Dal punto di vista giudiziario, visto che la sede dell’associazione “Airone” risultava essere ad Albenga, per competenza, i fascicoli sono finiti tutti a Savona. In quel momento è iniziata la complessa indagine coordinata dal pm Pischetola che ha visto impegnati i poliziotti della squadra mobile savonese. Gli inquirenti hanno ascoltato le diverse coppie, sparse sul territorio nazionale e coinvolte nell’affaire “Airone”, ma hanno anche raccolto prove documentali sull’attività della onlus in Kirghizistan (per farlo è stata necessaria la collaborazione dell’ambasciatore italiano in Kazakistan visto che non esiste un’ambasciata sul territorio kirghiso).
“Per ora una cosa è certa – prosegue l’avvocato Torrisi – Era noto, scrive la magistrata Canonaco nella sentenza di Roma, ‘che l’Ente Airone Onlus operava tramite un referente di fatto diverso da quello indicato alla Commissione, mentre non erano stati raccolti dall’ente accreditato documenti fondamentali quali le schede dei bambini’. La sentenza conferma quindi l’impianto accusatorio esposto anche dinnanzi al Tribunale Penale di Savona. Ma intanto decine di coppie italiane coinvolte nella vicenda kirghiza attendono ancora giustizia e soprattutto sperano di sapere in quale stato versino i bimbi che hanno conosciuto e mai più rivisto, vittime innocenti di un ignobile raggiro”.

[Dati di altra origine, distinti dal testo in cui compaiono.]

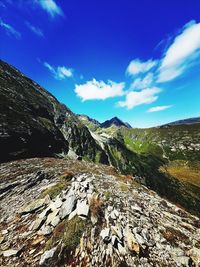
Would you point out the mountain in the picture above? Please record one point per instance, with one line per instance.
(185, 121)
(73, 213)
(116, 122)
(59, 210)
(33, 123)
(92, 124)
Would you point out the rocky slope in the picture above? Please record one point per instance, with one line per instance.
(34, 123)
(57, 212)
(185, 121)
(115, 122)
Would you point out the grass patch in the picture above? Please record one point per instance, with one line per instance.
(183, 172)
(67, 232)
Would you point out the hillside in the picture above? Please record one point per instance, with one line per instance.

“A nome della coppia, l’unica a essere oggi risarcita, si esprime ampia gratitudine alla Magistratura, nella quale si è sempre confidato” conclude l’avvocato. “Continueremo a batterci affinché non accadano in futuro drammi simili – è il commento dei coniugi Falena – è necessario uno sforzo congiunto, da parte di tutti gli enti e le autorità preposte al controllo. Il percorso adottivo deve essere una strada di incontro e di amore, nella massima trasparenza ed efficienza, sempre protetto e nel rispetto della Legge per tutelare i minori e le famiglie”.